Previous studies investigating the effectiveness of augmentation therapy have been limited.

Aims

To evaluate the effectiveness of antipsychotic augmentation therapies among patients with treatment-resistant depression.

Method

We included patients diagnosed with depression receiving two antidepressant courses within 1 year between 2009 and 2020 and used the clone-censor-weight approach to address time-lag bias. Participants were assigned to either an antipsychotic or a third-line antidepressant. Primary outcomes were suicide attempt and suicide death. Cardiovascular death and all-cause mortality were considered as safety outcomes. Weighted pooled logistic regression and non-parametric bootstrapping were used to estimate approximate hazard ratios and 95% confidence intervals.

Results

The cohort included 39 949 patients receiving antipsychotics and the same number of matched antidepressant patients. The mean age was 51.2 (standard deviation 16.0) years, and 37.3% of participants were male. Compared with patients who received third-line antidepressants, those receiving antipsychotics had reduced risk of suicide attempt (sub-distribution hazard ratio 0.77; 95% CI 0.72–0.83) but not suicide death (adjusted hazard ratio 1.08; 95% CI 0.93–1.27). After applying the clone-censor-weight approach, there was no association between antipsychotic augmentation and reduced risk of suicide attempt (hazard ratio 1.06; 95% CI 0.89–1.29) or suicide death (hazard ratio 1.22; 95% CI 0.91–1.71).
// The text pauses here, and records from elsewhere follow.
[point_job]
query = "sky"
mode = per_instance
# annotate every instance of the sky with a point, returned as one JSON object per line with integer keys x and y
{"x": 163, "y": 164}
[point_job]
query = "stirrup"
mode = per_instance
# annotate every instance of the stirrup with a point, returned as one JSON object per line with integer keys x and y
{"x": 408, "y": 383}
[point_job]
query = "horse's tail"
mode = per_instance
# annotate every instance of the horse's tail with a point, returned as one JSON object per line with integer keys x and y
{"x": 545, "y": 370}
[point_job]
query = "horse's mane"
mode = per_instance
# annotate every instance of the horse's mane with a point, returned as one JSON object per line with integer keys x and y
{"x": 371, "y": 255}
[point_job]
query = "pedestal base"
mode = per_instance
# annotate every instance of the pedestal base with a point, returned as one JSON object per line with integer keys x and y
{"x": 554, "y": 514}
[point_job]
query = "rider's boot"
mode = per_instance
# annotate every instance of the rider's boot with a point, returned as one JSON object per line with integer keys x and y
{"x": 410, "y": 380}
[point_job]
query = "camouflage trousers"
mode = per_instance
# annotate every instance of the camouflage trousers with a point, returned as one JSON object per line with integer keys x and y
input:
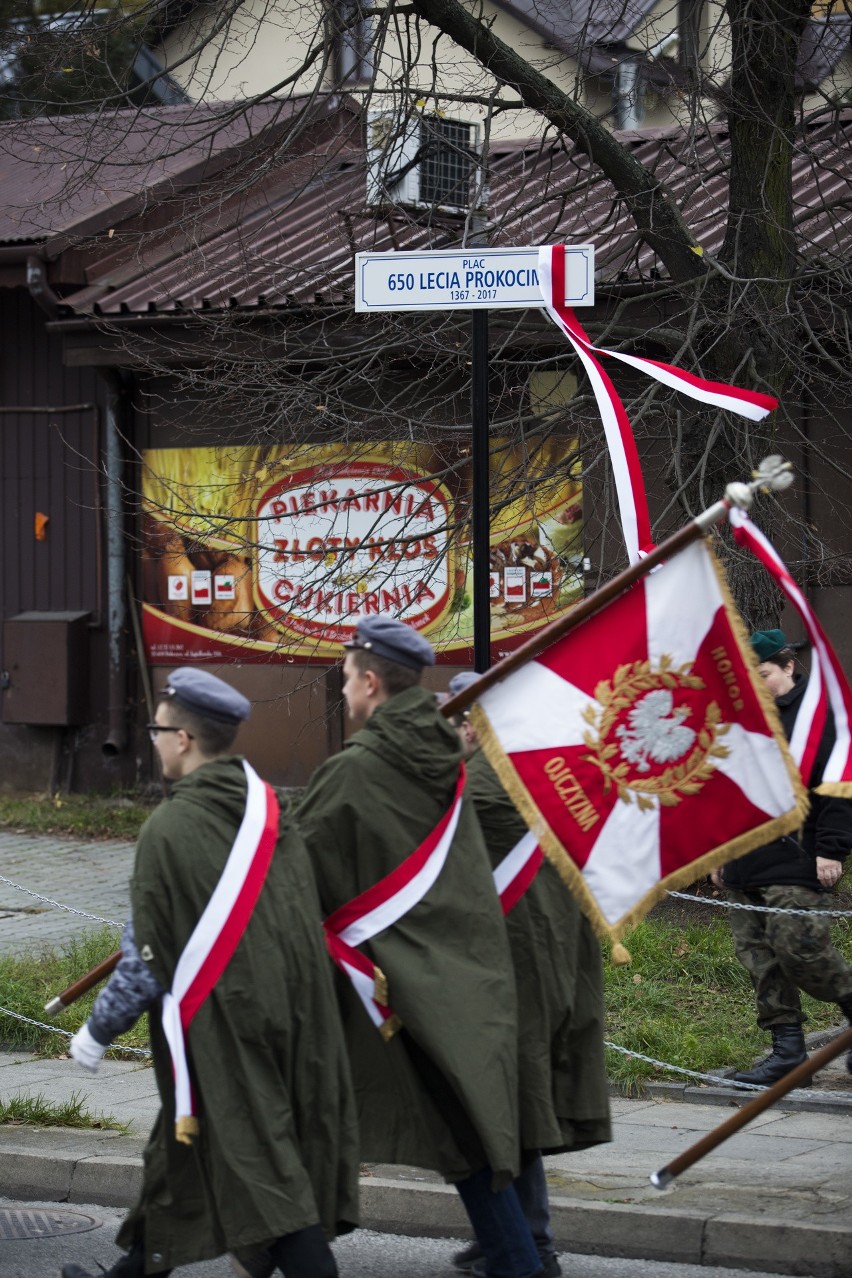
{"x": 787, "y": 952}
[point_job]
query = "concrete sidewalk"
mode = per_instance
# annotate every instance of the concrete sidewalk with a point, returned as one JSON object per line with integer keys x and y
{"x": 777, "y": 1196}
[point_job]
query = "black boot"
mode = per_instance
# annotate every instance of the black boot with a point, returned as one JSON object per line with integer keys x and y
{"x": 846, "y": 1007}
{"x": 787, "y": 1052}
{"x": 129, "y": 1265}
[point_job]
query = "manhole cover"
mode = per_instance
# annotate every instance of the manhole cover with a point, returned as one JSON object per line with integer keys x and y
{"x": 27, "y": 1222}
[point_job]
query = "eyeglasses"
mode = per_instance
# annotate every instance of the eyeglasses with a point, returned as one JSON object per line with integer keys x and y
{"x": 164, "y": 727}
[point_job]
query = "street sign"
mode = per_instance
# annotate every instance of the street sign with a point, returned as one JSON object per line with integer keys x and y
{"x": 469, "y": 279}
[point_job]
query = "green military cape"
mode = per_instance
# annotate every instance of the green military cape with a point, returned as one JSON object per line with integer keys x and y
{"x": 447, "y": 961}
{"x": 558, "y": 969}
{"x": 277, "y": 1148}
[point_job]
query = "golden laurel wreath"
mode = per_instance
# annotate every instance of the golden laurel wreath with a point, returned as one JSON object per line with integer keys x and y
{"x": 676, "y": 781}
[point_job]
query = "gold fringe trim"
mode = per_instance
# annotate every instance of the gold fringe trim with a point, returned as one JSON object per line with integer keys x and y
{"x": 380, "y": 987}
{"x": 391, "y": 1026}
{"x": 687, "y": 874}
{"x": 187, "y": 1129}
{"x": 836, "y": 789}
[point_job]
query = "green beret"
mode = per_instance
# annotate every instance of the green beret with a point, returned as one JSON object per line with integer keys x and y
{"x": 768, "y": 643}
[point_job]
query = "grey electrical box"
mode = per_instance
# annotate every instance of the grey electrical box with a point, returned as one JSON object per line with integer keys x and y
{"x": 46, "y": 669}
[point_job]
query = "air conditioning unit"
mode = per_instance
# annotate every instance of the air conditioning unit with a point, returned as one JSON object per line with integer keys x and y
{"x": 423, "y": 161}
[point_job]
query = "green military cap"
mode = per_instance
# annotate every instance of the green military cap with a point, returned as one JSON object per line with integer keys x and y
{"x": 768, "y": 643}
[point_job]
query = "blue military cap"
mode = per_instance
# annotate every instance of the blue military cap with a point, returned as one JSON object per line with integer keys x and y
{"x": 768, "y": 643}
{"x": 464, "y": 679}
{"x": 207, "y": 695}
{"x": 394, "y": 640}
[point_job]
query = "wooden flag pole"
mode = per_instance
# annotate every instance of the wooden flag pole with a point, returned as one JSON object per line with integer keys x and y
{"x": 795, "y": 1079}
{"x": 82, "y": 987}
{"x": 774, "y": 473}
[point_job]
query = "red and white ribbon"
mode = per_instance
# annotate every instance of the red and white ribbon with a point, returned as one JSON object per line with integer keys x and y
{"x": 219, "y": 931}
{"x": 827, "y": 684}
{"x": 517, "y": 869}
{"x": 630, "y": 486}
{"x": 385, "y": 904}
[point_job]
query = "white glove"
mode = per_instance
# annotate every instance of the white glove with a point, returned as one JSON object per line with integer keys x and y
{"x": 86, "y": 1049}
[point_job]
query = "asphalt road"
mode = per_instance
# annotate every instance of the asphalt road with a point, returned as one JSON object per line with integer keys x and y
{"x": 362, "y": 1255}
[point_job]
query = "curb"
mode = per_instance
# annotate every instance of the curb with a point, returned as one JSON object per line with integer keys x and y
{"x": 795, "y": 1102}
{"x": 419, "y": 1208}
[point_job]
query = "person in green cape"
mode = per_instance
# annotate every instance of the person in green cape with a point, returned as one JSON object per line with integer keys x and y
{"x": 433, "y": 1049}
{"x": 257, "y": 1140}
{"x": 563, "y": 1088}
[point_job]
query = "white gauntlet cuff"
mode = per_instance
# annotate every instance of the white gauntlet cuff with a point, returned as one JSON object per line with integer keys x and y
{"x": 86, "y": 1049}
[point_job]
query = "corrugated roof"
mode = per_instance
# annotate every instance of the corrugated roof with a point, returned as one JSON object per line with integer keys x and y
{"x": 295, "y": 247}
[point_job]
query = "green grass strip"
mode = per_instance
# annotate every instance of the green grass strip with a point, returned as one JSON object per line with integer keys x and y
{"x": 38, "y": 1112}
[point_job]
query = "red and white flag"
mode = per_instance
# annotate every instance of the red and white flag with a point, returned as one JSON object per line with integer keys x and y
{"x": 630, "y": 485}
{"x": 217, "y": 934}
{"x": 641, "y": 748}
{"x": 827, "y": 684}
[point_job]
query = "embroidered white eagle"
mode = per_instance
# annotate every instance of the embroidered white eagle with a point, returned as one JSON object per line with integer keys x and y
{"x": 657, "y": 732}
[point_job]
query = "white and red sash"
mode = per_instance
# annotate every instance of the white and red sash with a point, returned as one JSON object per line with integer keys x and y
{"x": 630, "y": 485}
{"x": 827, "y": 684}
{"x": 217, "y": 934}
{"x": 383, "y": 905}
{"x": 516, "y": 870}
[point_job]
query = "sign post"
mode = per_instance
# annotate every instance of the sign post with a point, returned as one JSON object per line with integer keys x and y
{"x": 479, "y": 280}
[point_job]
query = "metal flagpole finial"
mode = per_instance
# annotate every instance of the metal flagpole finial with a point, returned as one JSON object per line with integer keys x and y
{"x": 773, "y": 474}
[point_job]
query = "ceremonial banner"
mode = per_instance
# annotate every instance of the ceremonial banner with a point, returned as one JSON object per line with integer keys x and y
{"x": 641, "y": 748}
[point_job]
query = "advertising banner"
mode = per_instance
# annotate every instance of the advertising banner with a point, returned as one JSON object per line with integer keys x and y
{"x": 273, "y": 554}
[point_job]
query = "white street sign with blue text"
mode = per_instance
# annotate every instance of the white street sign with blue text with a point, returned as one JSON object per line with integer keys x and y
{"x": 468, "y": 279}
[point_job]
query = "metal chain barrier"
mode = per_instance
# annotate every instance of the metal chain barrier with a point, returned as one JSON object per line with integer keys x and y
{"x": 613, "y": 1047}
{"x": 55, "y": 1029}
{"x": 758, "y": 909}
{"x": 58, "y": 905}
{"x": 717, "y": 1080}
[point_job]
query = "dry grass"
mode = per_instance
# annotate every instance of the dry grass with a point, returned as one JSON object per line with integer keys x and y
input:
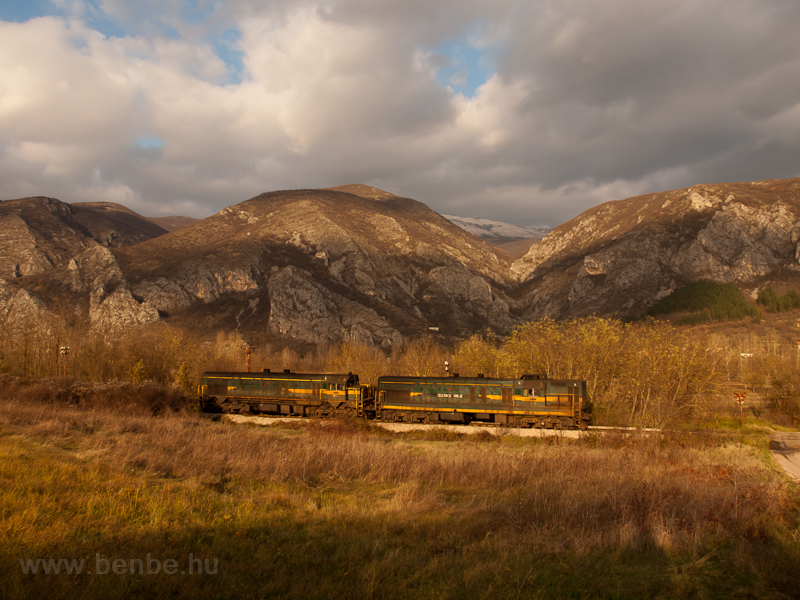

However, antipsychotic users had increased risk of all-cause mortality (hazard ratio 1.21; 95% CI 1.07–1.33).

Conclusions

Antipsychotic augmentation was not associated with reduced risk of suicide-related outcomes when time-lag bias was addressed; however, it was associated with increased all-cause mortality. These findings do not support the use of antipsychotic augmentation in patients with treatment-resistant depression.

方法 我们纳入了2009年至2020年间1年内接受过两次抗抑郁治疗的抑郁症确诊患者,并采用克隆-校正-加权法来解决时滞偏倚问题。参与者被分配到抗精神病药或三线抗抑郁药中。主要结果为自杀未遂和自杀死亡。心血管死亡和全因死亡率被视为安全性结果。采用加权集合逻辑回归和非参数引导法估算近似危险比和95%置信区间。结果队列中包括39 949名接受抗精神病药物治疗的患者和相同数量的匹配抗抑郁药物患者。平均年龄为 51.2 岁(标准差为 16.0),37.3% 的参与者为男性。与接受三线抗抑郁药物治疗的患者相比,接受抗精神病药物治疗的患者自杀未遂的风险降低了(亚分布危险比为0.77;95% CI为0.72-0.83),但自杀死亡的风险没有降低(调整后危险比为1.08;95% CI为0.93-1.27)。在采用克隆-校正-加权方法后,抗精神病药物增量与自杀未遂风险降低(危险比 1.06;95% CI 0.89-1.29)或自杀死亡风险降低(危险比 1.22;95% CI 0.91-1.71)之间没有关联。结论如果考虑到时滞偏差,抗精神病药物增量与自杀相关结果风险的降低无关;但是,它与全因死亡率的升高有关。这些研究结果并不支持在耐药抑郁症患者中使用抗精神病药物。
本文章由计算机程序翻译,如有差异,请以英文原文为准。